Varicella zoster virus (VZV) is the virus responsible for the highly contagious disease commonly known as chickenpox. It is usually a disease seen in young children, from the ages of 4 to 12 years of age.

  • A person is contagious from one to five days before the rash appears and continues to be contagious until all the blisters have scabbed over. This means that a person can contract chickenpox from someone who hasn′t even showed signs of the disease yet, making avoidance nearly impossible.
  • The incubation period is 10-21 days from the time of contact with a contagious person.
  • Chickenpox is easily transmitted by coughing, sneezing or direct contact with open sores of an infected person.

It starts with a red skin rash which then develops into tiny liquid filled blisters that itch intensely. The blisters form mainly on the trunk and head, sometimes spreading to other parts of the body including the mucus membranes, such as the mouth, throat or nose.
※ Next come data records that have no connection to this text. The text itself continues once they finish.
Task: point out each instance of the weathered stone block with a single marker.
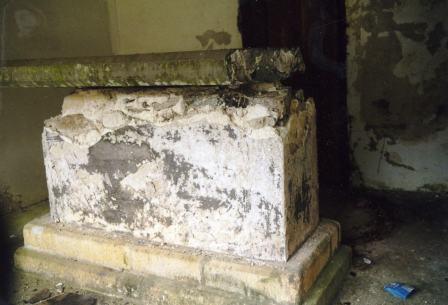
(230, 171)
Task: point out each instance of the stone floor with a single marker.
(391, 244)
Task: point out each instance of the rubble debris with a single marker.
(367, 261)
(399, 290)
(71, 299)
(60, 287)
(39, 296)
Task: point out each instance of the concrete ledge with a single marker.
(65, 251)
(219, 67)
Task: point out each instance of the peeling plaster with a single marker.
(397, 80)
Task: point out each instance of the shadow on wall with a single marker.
(318, 28)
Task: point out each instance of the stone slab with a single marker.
(197, 68)
(105, 260)
(188, 167)
(329, 282)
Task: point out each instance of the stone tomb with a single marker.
(201, 194)
(224, 170)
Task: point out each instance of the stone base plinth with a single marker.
(120, 265)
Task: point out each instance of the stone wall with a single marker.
(397, 86)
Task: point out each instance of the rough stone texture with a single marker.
(397, 79)
(188, 167)
(220, 67)
(51, 249)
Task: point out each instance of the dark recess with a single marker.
(318, 28)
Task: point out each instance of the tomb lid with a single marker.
(198, 68)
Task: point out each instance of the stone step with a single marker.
(196, 68)
(101, 261)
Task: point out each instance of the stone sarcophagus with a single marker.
(200, 194)
(225, 170)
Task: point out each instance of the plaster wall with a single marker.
(39, 29)
(141, 26)
(397, 80)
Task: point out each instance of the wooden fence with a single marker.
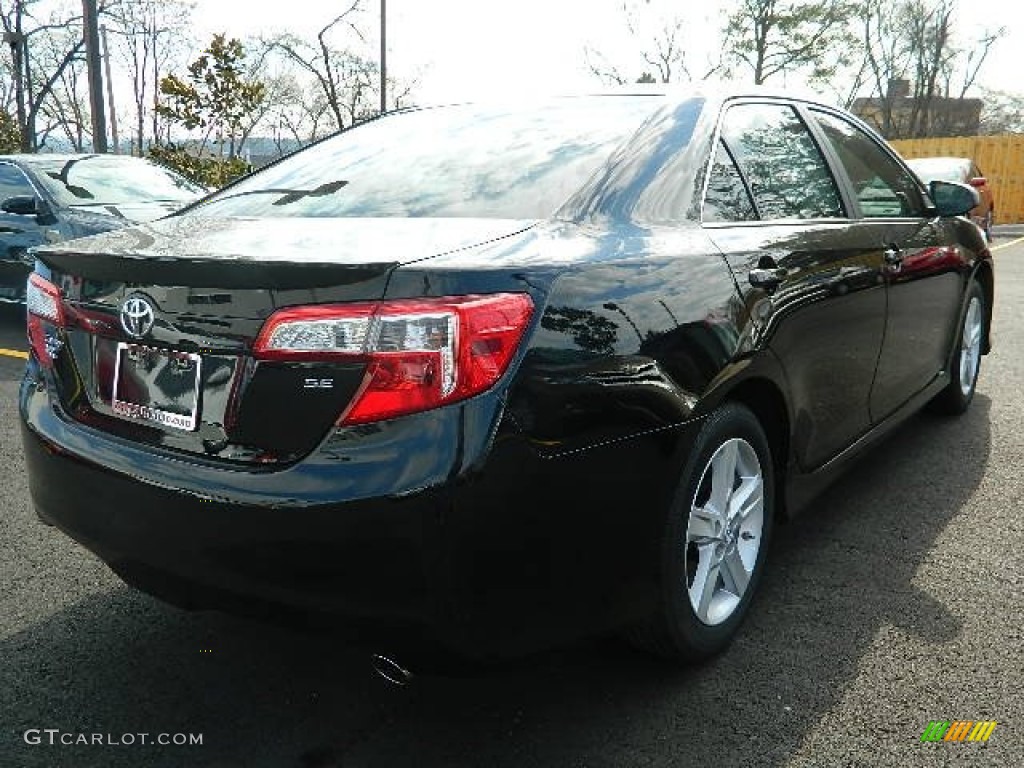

Within about two to three days, the blisters then begin to break open and become small open sores. They then begin to scab over. It takes approximately seven to ten days for the scabs to fall off after the onset of the initial rash. They heal for the most part without much scarring.

  • Chickenpox usually goes away without any type of medical intervention.
  • After a person develops chickenpox there is generally lifelong immunity from further episodes of chickenpox, even if the person is exposed again to an infected person.
  • Chickenpox is usually more severe in adults than in healthy children and they run an increased risk for complications. Those people with suppressed immune systems and pregnant women are at the highest risk for complications.
  • Pregnant women who were not previously immune to the disease and develop it during pregnancy can pass the infection via the placenta to the fetus. Depending on when the infection occurs, this can lead to a host of fetal malformations including underdeveloped fingers and toes, brain damage, neurological disorders and skin problems. It is essential that pregnant women avoid anyone who has been exposed to chickenpox or has shown signs of developing the disease.
  • A reactivation of the varicella zoster virus can occur after the initial infection with chickenpox. When this occurs it is called shingles. This reactivation can occur decades after the initial infection.